Open bensheldon opened 2 years ago
The ability to configure some logging output here would go a long way. We're running in AWS as an ECS Service: loglines one an hour that showed data like either successful_jobs_counter=1234
or successful_jobs_since_last_logline=123
would let us use CloudWatch to build some of the metrics that we'd find handy.
Alternatively, a "log job run metrics" that let each job spit some metrics out to stdout like name=Job1, exit_code=1, queue_latency=1234ms,execution_duration=123ms
would be great too.
Thanks for opening up #911. That is really helpful!

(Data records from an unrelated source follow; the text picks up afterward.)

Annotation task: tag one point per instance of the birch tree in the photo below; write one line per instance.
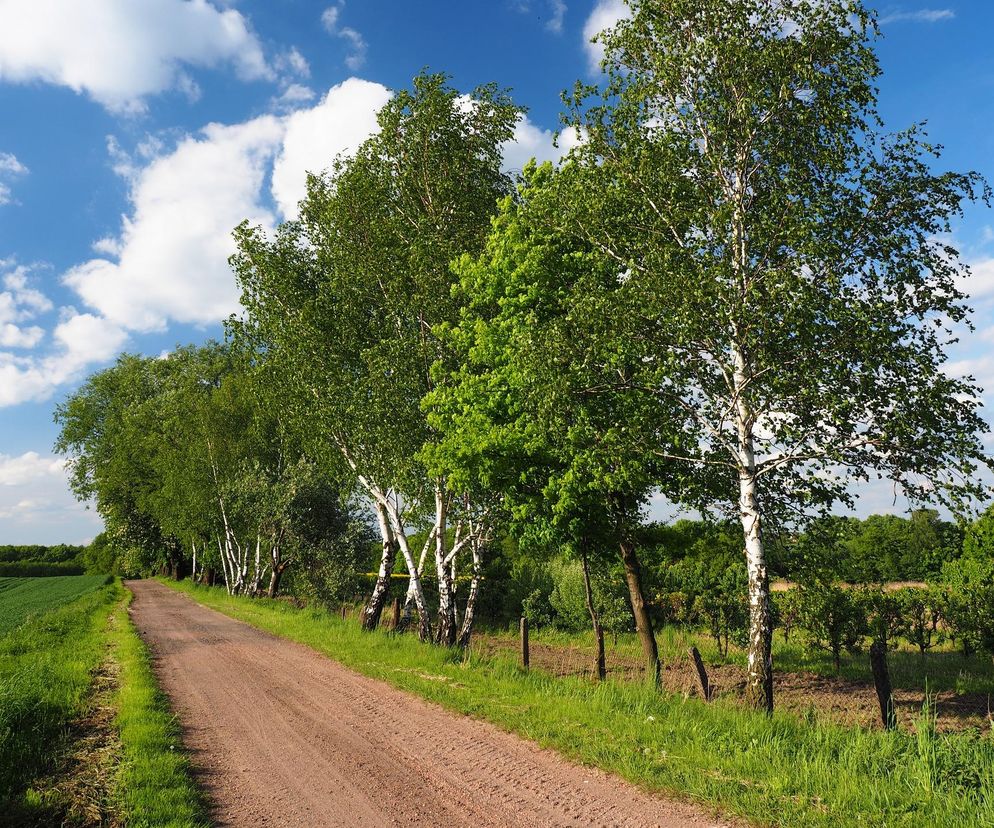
(534, 409)
(345, 301)
(798, 291)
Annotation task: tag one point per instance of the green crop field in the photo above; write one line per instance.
(22, 598)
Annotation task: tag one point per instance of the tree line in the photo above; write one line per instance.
(734, 292)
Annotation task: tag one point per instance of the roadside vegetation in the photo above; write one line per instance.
(784, 771)
(460, 390)
(68, 645)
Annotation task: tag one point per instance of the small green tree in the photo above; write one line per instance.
(921, 613)
(833, 618)
(884, 614)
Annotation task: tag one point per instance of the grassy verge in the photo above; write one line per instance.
(47, 671)
(154, 786)
(46, 668)
(779, 771)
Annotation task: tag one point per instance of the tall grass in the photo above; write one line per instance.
(46, 668)
(779, 771)
(155, 788)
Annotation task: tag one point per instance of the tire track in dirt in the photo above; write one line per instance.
(282, 735)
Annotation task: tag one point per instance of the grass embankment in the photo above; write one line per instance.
(155, 788)
(781, 771)
(47, 669)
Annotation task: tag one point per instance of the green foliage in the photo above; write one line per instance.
(780, 770)
(969, 602)
(46, 665)
(568, 600)
(885, 614)
(27, 597)
(832, 617)
(922, 612)
(155, 786)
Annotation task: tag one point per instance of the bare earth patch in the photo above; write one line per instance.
(835, 699)
(282, 735)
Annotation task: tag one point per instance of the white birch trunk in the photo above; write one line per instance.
(759, 673)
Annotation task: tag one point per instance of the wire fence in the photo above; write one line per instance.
(960, 689)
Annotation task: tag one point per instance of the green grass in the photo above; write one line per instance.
(944, 668)
(46, 667)
(779, 771)
(155, 786)
(23, 598)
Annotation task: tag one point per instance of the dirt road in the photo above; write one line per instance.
(283, 736)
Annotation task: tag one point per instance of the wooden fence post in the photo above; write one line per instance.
(524, 642)
(881, 680)
(702, 674)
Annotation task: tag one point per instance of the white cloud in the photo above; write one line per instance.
(10, 167)
(169, 262)
(28, 467)
(118, 53)
(531, 141)
(605, 14)
(80, 340)
(555, 22)
(980, 283)
(921, 16)
(344, 118)
(357, 44)
(173, 248)
(36, 505)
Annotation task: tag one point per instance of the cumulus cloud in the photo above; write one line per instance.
(169, 262)
(330, 19)
(531, 141)
(10, 167)
(558, 15)
(20, 303)
(344, 118)
(117, 56)
(79, 340)
(921, 16)
(604, 15)
(172, 252)
(36, 505)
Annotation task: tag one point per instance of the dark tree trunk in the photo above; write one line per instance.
(595, 619)
(643, 623)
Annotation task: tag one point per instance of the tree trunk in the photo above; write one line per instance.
(424, 618)
(474, 587)
(409, 602)
(759, 678)
(446, 634)
(274, 580)
(381, 590)
(643, 623)
(594, 617)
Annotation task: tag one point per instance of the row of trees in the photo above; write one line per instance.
(733, 292)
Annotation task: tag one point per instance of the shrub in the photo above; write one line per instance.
(832, 617)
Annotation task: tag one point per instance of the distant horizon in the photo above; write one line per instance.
(120, 138)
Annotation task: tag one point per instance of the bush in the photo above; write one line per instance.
(832, 617)
(921, 614)
(969, 603)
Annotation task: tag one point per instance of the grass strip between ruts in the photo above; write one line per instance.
(780, 771)
(155, 787)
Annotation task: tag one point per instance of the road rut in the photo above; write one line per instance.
(281, 735)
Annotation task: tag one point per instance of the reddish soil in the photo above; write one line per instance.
(831, 698)
(281, 735)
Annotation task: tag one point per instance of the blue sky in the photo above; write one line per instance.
(134, 135)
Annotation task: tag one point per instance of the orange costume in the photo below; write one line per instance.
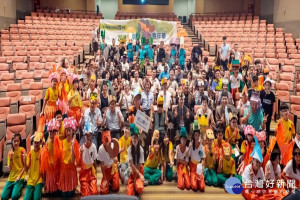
(50, 164)
(135, 184)
(64, 88)
(108, 166)
(75, 106)
(285, 130)
(183, 181)
(51, 96)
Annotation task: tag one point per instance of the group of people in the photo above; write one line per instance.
(207, 124)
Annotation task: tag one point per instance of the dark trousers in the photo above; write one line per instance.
(224, 64)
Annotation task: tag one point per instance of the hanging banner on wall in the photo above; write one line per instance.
(138, 29)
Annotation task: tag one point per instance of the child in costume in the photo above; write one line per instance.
(151, 172)
(292, 169)
(74, 99)
(182, 156)
(63, 90)
(33, 164)
(107, 160)
(211, 153)
(254, 173)
(51, 97)
(136, 161)
(218, 143)
(284, 132)
(167, 158)
(124, 142)
(88, 155)
(197, 160)
(261, 138)
(68, 179)
(232, 134)
(15, 161)
(61, 128)
(246, 148)
(50, 158)
(226, 167)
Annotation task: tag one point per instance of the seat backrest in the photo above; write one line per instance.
(16, 123)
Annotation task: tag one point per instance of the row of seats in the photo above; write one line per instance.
(159, 16)
(65, 14)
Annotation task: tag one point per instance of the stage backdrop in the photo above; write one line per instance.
(137, 28)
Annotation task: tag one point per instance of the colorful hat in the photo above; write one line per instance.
(93, 96)
(87, 128)
(164, 81)
(255, 97)
(155, 136)
(235, 63)
(52, 125)
(261, 136)
(70, 122)
(54, 75)
(268, 80)
(160, 100)
(134, 130)
(106, 136)
(225, 81)
(210, 134)
(73, 77)
(226, 148)
(111, 98)
(138, 91)
(183, 132)
(37, 137)
(196, 126)
(256, 153)
(93, 77)
(276, 149)
(249, 130)
(199, 171)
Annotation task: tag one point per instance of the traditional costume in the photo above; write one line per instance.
(87, 174)
(211, 154)
(197, 155)
(226, 168)
(285, 130)
(50, 159)
(182, 153)
(51, 96)
(76, 105)
(108, 166)
(64, 88)
(68, 179)
(135, 184)
(246, 149)
(35, 181)
(13, 187)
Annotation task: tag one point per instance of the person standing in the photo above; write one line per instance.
(225, 52)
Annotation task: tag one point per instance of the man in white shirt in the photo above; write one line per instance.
(165, 94)
(225, 52)
(108, 165)
(237, 54)
(88, 153)
(113, 118)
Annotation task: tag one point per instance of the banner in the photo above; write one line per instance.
(138, 29)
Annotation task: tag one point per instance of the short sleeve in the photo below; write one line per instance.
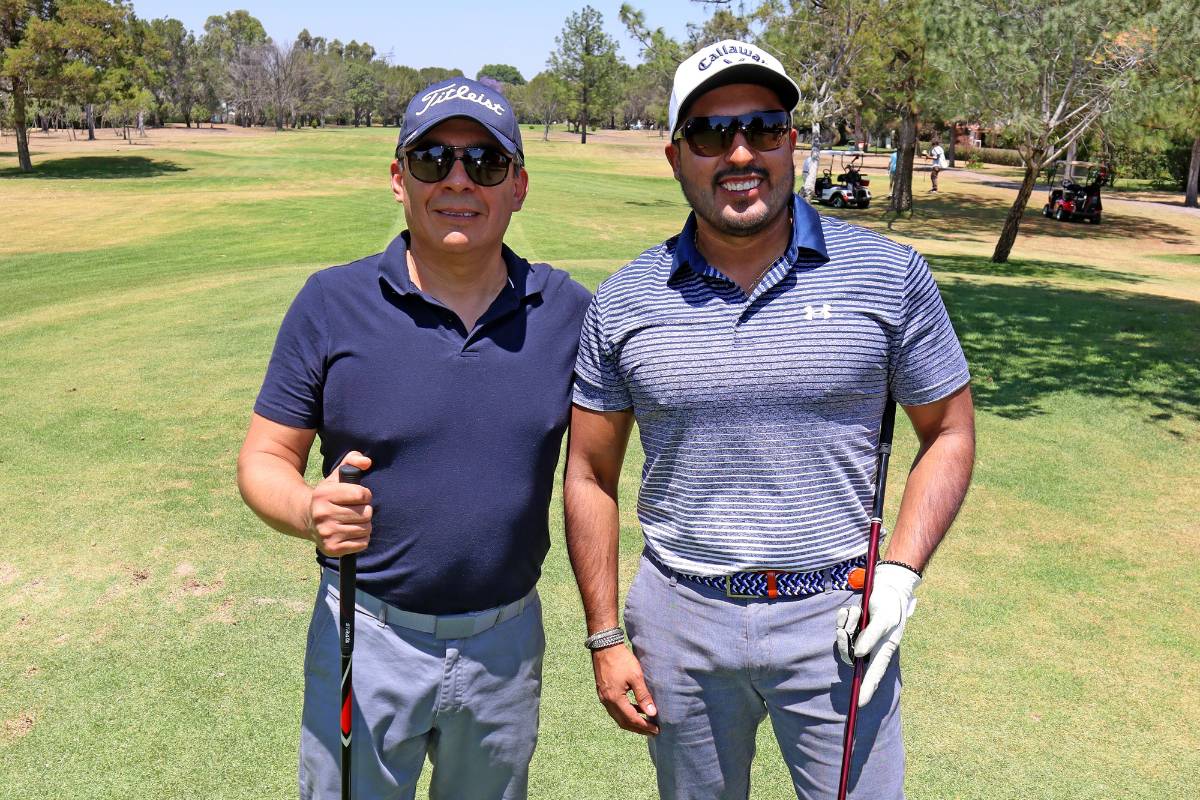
(295, 376)
(598, 382)
(929, 364)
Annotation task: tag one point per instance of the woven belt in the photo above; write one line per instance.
(774, 583)
(445, 626)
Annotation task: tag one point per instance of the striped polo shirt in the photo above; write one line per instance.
(760, 414)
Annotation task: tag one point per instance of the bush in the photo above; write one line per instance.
(989, 155)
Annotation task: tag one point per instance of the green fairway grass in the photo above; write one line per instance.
(153, 629)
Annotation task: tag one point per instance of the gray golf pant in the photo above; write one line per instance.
(717, 667)
(471, 705)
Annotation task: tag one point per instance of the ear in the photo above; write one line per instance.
(520, 188)
(673, 155)
(397, 181)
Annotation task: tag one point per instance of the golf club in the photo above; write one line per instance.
(347, 573)
(873, 554)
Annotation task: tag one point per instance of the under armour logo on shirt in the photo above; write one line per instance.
(823, 312)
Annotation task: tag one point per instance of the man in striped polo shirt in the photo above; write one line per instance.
(756, 352)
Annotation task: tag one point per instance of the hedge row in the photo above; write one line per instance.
(988, 155)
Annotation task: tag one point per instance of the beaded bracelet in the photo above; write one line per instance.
(907, 566)
(601, 639)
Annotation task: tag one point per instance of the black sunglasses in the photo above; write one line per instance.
(485, 166)
(713, 136)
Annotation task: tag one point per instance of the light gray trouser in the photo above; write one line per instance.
(717, 667)
(469, 704)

Also, I feel bad because now that I'm seeing what I wrote in this issue I'm like "hmm, what was I thinking?" 😓
Here are some thoughts that I want to bounce off of you. Sorry for the stream of consciousness:
Scheduler
s are the smallest unit to track. A process that is executing jobs could have multiple schedulers. Though maybe the recently created Capsule
is the correct unit to track. Though a capsule can have multiple schedulers, and a process could have multiple capsules if someone was initializing them manually. Maybe the Capsule is the thing that has stats on it, and multiple schedulers increment a shared Stats object owned by the Capsule. (I'm imagining in this case the stats are like "number of jobs finished/errored/discarded/retried since creation"Scheduler#stats
has some good stuff. I wonder if that would be a thing to extend, and also inserted into the Process.current_state. That would definitely surface a lot more details... though the Process state doesn't get flushed to the database currently except at startup.Telemetry is trick and a lot to get right. There is getting the metrics right, and exposing them. Here's a stream of consciousness back for you.
A lot of good work has been done by other people on other queue tools, and the "export metrics to Prometheus" is a common pattern. https://www.rabbitmq.com/monitoring.html#rabbitmq-metrics is a great example. It's probably not a word-for-word copy, but good_job seems to basically have the "Cluster" and "Node" and "Queue" pieces that rabbitmq does.
From the rabbitmq docs:
Most of the metrics represent point-in-time absolute values. Some, represent activity over a recent period of time (for example, GC runs and bytes reclaimed). The latter metrics are most useful when compared to their previous values and historical mean/percentile values.
I'd expect "current" metrics to be available from the processes within GoodJob (including both counters and gauges), but I would want to have "Write metrics all the time to the database" turned off to keep my database traffic down. (I know you have some other open issues about performance in large/high-volume installations of good_job -> I'd avoid making that worse with metrics)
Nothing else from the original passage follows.